Permit me to go off-topic for a moment and pay homage to a Central California radio icon that deserves special mention. Laura Ellen Hopper, a founder of KFAT and then KPIG and a station programmer with a halo rather than horns, passed away on Memorial Day of cancer.
My colleague Wallace Baine of the Santa Cruz Sentinel wrote an outstanding tribute to Laura Ellen here. Go ahead — it’s well worth straying from this blog to read Wallace’s tribute, and I certainly wouldn’t hold it against you.
I never met Laura Ellen, as she was known to everyone within an earshot of the KPIG broadcast range, but I’d spoken with her on the phone and exchanged various e-mails with her, all regarding either requests for songs, or “Thanks for playing . . . ” (in one interesting and humorous exchange, I thanked her for playing Lyle Lovett’s “If I Had a Boat,” one of the songs I sang to my daughter as a lullaby when she was an infant, and she sent back an e-mail she had received just before mine from an irate listener saying, “I hate ’If I Had a Boat’ — there are a lot better Lyle songs to play.”). But she was a very friendly person on the line or on e-mail.
Speaking of my daughter Mirano (who has an affinity for chickens, as it turns out): On her sixth birthday a few years ago, I asked Laura Ellen to play the Ozark Mountain Daredevils’ “Chicken Train” during the all-request show “Out to Lunch,” and if possible to play it as late as possible since I was picking her up from kindergarten. Not only did Laura Ellen play “Chicken Train” as the hour’s final song, but she also gave her an unforgettable birthday greeting on the air, which Mirano talked about for months. It was her best gift that year.

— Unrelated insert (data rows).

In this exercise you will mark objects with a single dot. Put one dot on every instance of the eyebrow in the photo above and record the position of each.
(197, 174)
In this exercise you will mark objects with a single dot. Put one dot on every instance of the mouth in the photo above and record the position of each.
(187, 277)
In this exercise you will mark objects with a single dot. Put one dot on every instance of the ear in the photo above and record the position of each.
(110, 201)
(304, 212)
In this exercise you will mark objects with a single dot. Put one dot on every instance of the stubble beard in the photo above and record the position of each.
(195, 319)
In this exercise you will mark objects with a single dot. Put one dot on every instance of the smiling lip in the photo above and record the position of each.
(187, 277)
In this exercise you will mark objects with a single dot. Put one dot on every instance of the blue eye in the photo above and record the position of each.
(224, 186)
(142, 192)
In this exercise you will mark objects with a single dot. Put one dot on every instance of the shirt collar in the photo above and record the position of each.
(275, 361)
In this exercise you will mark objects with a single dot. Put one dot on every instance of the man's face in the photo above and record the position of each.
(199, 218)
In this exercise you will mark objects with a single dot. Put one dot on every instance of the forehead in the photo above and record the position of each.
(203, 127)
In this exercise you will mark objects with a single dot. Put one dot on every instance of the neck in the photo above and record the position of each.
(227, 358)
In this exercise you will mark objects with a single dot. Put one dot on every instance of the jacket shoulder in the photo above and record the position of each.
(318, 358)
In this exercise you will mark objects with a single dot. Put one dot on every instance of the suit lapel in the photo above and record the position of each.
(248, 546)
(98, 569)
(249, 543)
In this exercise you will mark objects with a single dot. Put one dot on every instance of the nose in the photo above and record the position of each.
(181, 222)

Every year since, we’ve requested a song for Mirano on her birthday (last year, it was Dana Lyons’ “Cows with Guns,” since the “chickens in choppers” come to the rescue), and Laura would play it and give a birthday greeting. It was a present Mirano never tired of.
Laura Ellen guidance in the programming of KFAT (which predates my arrival to the Central Coast of California) and KPIG (which doesn’t) is the thing of which legends are made. See for yourself by listening here. Yet it’s seemingly insignificant things like our annual birthday request that make such a profound impression on the lives that Laura Ellen reached through the airwaves, and I join a wide range of “Piggies” (also known as KPIG listeners) who will miss her.